Given the fact that Solid Sound was a festival organized by Wilco, it’s not surprising that it also featured side projects by the band’s various members on Sunday (June 23). The most impressive of these may have been Wilco member Nels Cline’s eloquent, virtuosic guitar duets with Julian Lage. Cline later showed up as one of the guests during the festival-closing set on Sunday night by the jazz trio Medeski Martin & Wood, and he ended up playing for about half of their set, bending and twisting the notes on his guitar in a frenetic style reminiscent of John McLaughlin’s legendary work with the Mahavishnu Orchestra. (Tweedy, Hidalgo and Ribot also sat in on that set at various points.)
Mikael Jorgensen — the keyboardist and electronics whiz who generally sits at the back of the stage during Wilco shows, making himself the least showy member of the band — had a couple of chances at Solid Sound to show off what he does. On Saturday, he generated live electronic analog synth music in a dark museum room, accompanied by longtime Wilco techs Nathaniel Murphy, Travis Thatcher and Josh Goldsmith. I dipped into the performance for a short sample, and it felt like I’d stepped out of the summer festival and into a … well, not a rave, exactly, since no one was dancing. A laboratory?
And then, the following afternoon, Jorgensen took his pulsing electronic music out into the broad daylight, playing a set with Greg O’Keeffe and Oliver Chapoy.

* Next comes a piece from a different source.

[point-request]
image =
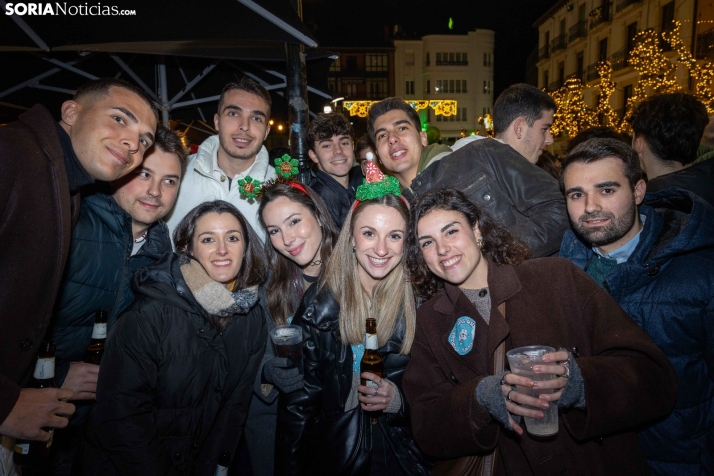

I’m not sure if Wilco’s more traditional-music-loving fans knew what to make of it, but the droning noise settled over the museum courtyard like an invasion of cicadas — but with a danceable rhythm.
Another member of Wilco with avant-garde tendencies outside of the band, drummer Glenn Kotche, played as part of the duo On Fillmore, which also includes bassist Darin Gray. But it wasn’t a straightforward concert of their music. Rather, they provided accompaniment for an entertaining live version of the public radio show “Radio Lab,” which featured Jad Abumrad and Robert Krulwich reading from scripts and playing short clips from interviews as Kotche and Gray made sounds to evoke the story of the dinosaurs’ extinction.
While some members of Wilco contribute elements of jazz, electronic and avant-garde music to the mix, John Stirratt and Pat Sansone bring a power pop, classic rock and soft rock sensibility, and that was on full display when they performed as the Autumn Defense. After playing pretty pop songs from their own albums, they closed with a perfect cover of Bob Welch’s 1977 radio hit “Sentimental Lady.”
Meanwhile, the Blisters — a band featuring Jeff Tweedy’s son, Spencer, on drums — also played at Solid Sound. The youngsters got plenty of adults dancing as they rocked out near the end of their noontime Sunday set.